In (3), the blurring operation H is set to be an identity matrix.

In (4), global parameter λ is set to be 0.001 and Y is chosen as the denoised LR image.

In (5), parameter α is set to be 0.15.

During the design of training databases, we have trained 12 clusters in total. For each cluster, the coupled dictionaries are trained from 50 000 patch pairs randomly sampled from 100 training images. The sizes of original LR training patch and the corresponding HR patch are set to be 25(5×5) and 100(10×10), respectively. So the LR feature patches which are the first-and second-order gradients of original LR training patch are set to be 100(5×5×4). Considering computation cost and image quality, the dictionary size is always fixed at 512.

2.2 Results

For showing the effectivity of our proposed method, we use different methods to magnify the 'Boat' image two times in Fig. 2. Figure 4(a) is the original HR image, Figs. 4(b) to 4(e) are the mages solved by using other methods, and Fig. 4(f) is the final HR image by using our method.
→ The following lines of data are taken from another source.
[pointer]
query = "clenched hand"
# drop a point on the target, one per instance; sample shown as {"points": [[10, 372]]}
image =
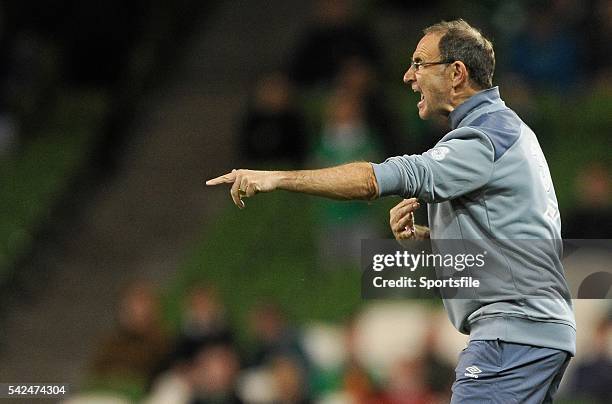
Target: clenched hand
{"points": [[401, 219]]}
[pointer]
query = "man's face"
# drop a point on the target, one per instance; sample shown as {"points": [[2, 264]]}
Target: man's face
{"points": [[432, 81]]}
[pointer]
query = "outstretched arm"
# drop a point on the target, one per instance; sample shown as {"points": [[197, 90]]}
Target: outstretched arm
{"points": [[345, 182]]}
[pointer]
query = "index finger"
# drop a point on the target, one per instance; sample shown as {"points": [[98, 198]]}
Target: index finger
{"points": [[223, 179]]}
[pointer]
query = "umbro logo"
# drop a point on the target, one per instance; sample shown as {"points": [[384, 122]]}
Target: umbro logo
{"points": [[472, 371]]}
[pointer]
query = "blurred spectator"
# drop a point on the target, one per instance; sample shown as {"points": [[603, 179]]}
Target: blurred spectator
{"points": [[289, 381], [358, 79], [345, 137], [334, 38], [273, 128], [203, 323], [593, 378], [592, 217], [406, 384], [546, 53], [351, 381], [274, 337], [214, 375], [134, 350], [210, 377]]}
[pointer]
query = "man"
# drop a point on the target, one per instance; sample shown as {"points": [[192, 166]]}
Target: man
{"points": [[485, 179]]}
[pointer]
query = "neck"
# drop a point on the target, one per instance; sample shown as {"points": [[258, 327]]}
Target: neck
{"points": [[460, 96]]}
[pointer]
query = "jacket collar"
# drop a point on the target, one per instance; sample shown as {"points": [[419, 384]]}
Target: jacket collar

The input noisy LR image is produced by the generation process in (3). To be convenient to calculate PSNR, we firstly upscale LR image by bicubic interpolation to fix the size of HR image.(See Figs. 4(b) and 4(c)). However, Figs. 4(d), 4(e), and 4(f)retain the same size as in Fig. 4(a).
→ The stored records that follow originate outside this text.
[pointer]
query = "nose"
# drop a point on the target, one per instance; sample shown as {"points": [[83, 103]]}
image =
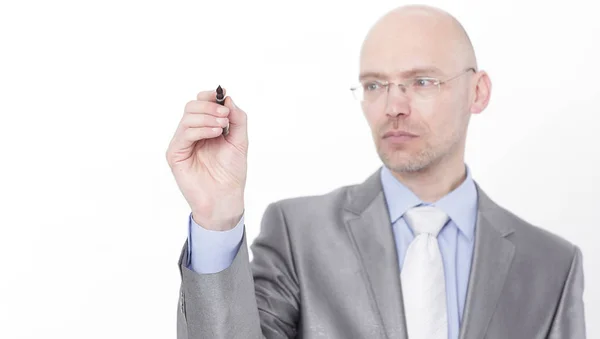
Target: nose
{"points": [[397, 102]]}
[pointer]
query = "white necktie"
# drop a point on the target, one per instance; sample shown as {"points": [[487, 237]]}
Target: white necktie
{"points": [[422, 276]]}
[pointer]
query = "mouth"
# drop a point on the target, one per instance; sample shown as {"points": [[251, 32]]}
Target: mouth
{"points": [[398, 136]]}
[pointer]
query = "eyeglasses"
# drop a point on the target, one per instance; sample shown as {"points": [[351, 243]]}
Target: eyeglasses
{"points": [[421, 87]]}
It is obvious that Fig. 4(b) is very noisy. After denoising Fig. 4(b) by NLM, a smooth image in Fig. 4(c) is obtained and its PSNR value also increases. Figure 4(d) is obtained by using (4) and Y is set as in Fig. 4(c). Figure 4(e) is the initial HR image which has been described in Fig. 1. Figure 4(f) is the final result by using (10) to optimize the initial image. It is easy to see that the final image in Fig. 4(f) is most similar to the original HR image in Fig. 4(a).
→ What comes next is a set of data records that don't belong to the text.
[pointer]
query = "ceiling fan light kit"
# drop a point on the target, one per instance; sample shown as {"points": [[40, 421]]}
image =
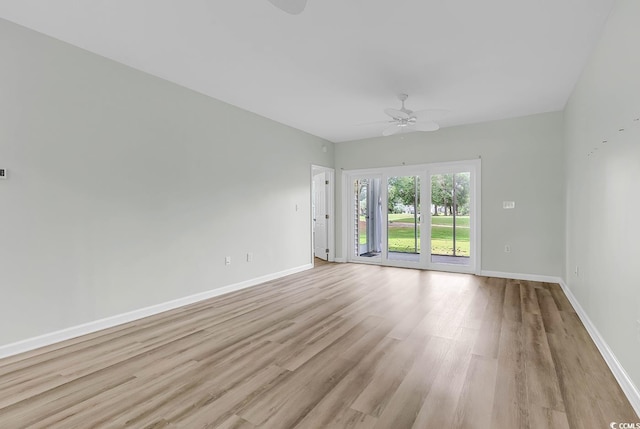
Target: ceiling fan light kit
{"points": [[404, 119], [293, 7]]}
To certify the validity of our method, we deal with eleven images as same as (b)-(f) in Fig. 2. We show the PSNR results in Table 1.

In Table 1, it is obvious that original noisy LR image always gives the worst performance because of the noteworthy noise. The denoised image achieves better results than original noisy LR image, which indicates that denoising is effective. Because of unexpected artifacts, the PSNR of initial HR image is often smaller than that of the regularization-based component. By using the global reconstruction constraint, these artifacts are eliminated and the PSNR always increases.

The regularization-based component sometimesachieves the best performance. Figure 5 lists these images. Among these images, the important high-frequency information is destroyed by noise. When we try to recovery high-frequency information from the noisy LR image, it is hard to distinguish the true information from noise. The learning-base component has a low confidence so that the regularization-based component without the learning-base component achieves the best result.

3 Conclusion

In this study, we propose a new approach based on regularization-based component and learning-based component. We apply the global reconstruction to make the images natural. As the input image is noisy, we denoise image firstly by nonlocal means. Then the reconstruction-based component is obtained by reconstruction model with total variation-regularization. The learning-based component is produced by sparse coding and the initial HR image is obtained by adding the reconstructed component and the learning component. However, the initial HR image always looks unnatural. Hence, the global reconstruction constraint is used.

Experimental results demonstrate the effectiveness and robustness of the proposed approach.